As we march ever onwards towards almost mandatory e-filing for self-assessment returns, Revenue & Customs is beginning to deliver on demands to improve the existing service. From 1 November 2006 it has been possible to submit attachments with the online self-assessment return.
The Revenue is keen not to encourage taxpayers to submit too much extraneous material with their returns but there are cases when it is useful to attach additional details, for example to satisfy concerns about adequate disclosure and to protect against the risk of any claim in the future for a return to be opened outside the enquiry window using the powers of discovery.
Those wanting to give more information in support of tax return entries can usually enter details in the 'Additional information' box - the 'white space note' area. However, if you want to send additional supporting documentation with your online self-assessment return, for example on the capital gains supplementary page, where a claim for gifts hold-over relief is being made, then this should now be possible.

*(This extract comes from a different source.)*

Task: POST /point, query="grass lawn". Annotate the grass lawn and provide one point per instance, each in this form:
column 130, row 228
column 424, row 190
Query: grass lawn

There are of course some technical restrictions and these are as follows:
• The attachment will need to be a true PDF (portable document format) file, which can be created by, for example, using software such as Adobe Acrobat Writer or by using a basic scanner.
• Total file size must not exceed 5MB, eg, about 500 pages of plain text generated from Microsoft Word or Excel. This should satisfy most people.
• The online self-assessment attachments feature will transmit PDF files quicker if using a broadband (or equivalent) connection. If you use a telephone dial-up facility (ie, not broadband or equivalent), the speed with which PDFs will transmit may be very slow.
• Any attachment must obviously be virus-free and must not have additional files embedded within it.
• It will not be possible to submit more than 20 attachments with your online self-assessment return.
If you do not observe the above requirements the tax return and accompanying attachments will not be accepted by the Revenue.
The Revenue has made it clear that it will not routinely review attachments and you should therefore not attach any information that is not directly related to the return. For guidance on what is sufficient information to include on a tax return refer to Statement of Practice 1/06, which arose from the case of Langham v Veltema.